ABOUT CITY LIT THEATER COMPANY:

City Lit is the eighth oldest theatre company in Chicago, behind only Goodman, Court, Northlight, Oak Park Festival, Black Ensemble Theatre, Steppenwolf, and Pegasus theatres.  It was founded in 1979 with $210 pooled by Arnold Aprill, David Dillon, and Lorell Wyatt.  For its current season, its 44th , it operates with a budget slightly over $200,000.  It was the first theatre in the nation devoted to stage adaptations of literary material.  There were so few theatres in Chicago at the time of its founding that at City Lit’s launch event, the founders were able to read a congratulatory letter they had received from Tennessee Williams.

For four decades and counting, City Lit has explored fiction, non-fiction, poetry, memoirs, songs, essays and drama in performance. A theatre that specializes in literary work communicates a commitment to certain civilizing influences—tradition imaginatively explored, a life of the mind, trust in an audience’s intelligence—that not every cultural outlet shares.

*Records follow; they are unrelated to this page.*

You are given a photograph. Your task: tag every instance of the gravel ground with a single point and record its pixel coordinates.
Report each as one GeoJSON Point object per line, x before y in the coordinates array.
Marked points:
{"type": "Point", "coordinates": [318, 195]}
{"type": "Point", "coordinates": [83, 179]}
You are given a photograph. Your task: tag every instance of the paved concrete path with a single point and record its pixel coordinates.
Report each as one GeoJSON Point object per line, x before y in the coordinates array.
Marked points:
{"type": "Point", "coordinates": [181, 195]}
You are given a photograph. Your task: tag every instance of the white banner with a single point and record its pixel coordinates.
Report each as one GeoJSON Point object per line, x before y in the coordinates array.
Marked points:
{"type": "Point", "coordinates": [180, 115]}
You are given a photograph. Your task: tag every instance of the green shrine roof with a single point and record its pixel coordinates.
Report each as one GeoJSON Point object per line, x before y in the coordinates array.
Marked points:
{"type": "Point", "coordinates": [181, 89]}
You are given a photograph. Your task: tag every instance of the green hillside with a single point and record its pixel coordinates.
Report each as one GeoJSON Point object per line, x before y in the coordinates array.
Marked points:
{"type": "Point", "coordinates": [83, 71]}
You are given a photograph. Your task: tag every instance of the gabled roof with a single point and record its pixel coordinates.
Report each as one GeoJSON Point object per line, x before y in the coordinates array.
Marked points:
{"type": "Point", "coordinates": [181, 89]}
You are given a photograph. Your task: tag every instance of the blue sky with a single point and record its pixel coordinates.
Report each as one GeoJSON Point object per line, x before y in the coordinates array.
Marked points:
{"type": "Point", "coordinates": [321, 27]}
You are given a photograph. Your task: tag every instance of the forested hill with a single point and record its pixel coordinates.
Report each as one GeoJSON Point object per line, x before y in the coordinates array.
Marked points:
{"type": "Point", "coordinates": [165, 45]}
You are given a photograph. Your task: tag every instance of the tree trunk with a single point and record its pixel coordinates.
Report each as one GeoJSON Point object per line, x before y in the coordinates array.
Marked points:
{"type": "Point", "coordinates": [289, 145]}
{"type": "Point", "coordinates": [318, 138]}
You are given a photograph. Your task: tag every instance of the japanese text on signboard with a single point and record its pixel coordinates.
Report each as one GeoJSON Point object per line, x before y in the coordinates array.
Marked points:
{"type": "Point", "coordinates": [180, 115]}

City Lit is located in the historic Edgewater Presbyterian Church building at 1020 West Bryn Mawr Avenue. Its work is supported in part by the Gaylord and Dorothy Donnelley Foundation, the Illinois Arts Council Agency,  and the City of Chicago Department of Cultural Affairs and Special Events CityArts program.  An Illinois not-for-profit corporation and a 501(c)(3) federal tax-exempt organization, City Lit keeps ticket prices below the actual cost of producing plays and depends on the support of those who share its belief in the beauty and power of the spoken written word.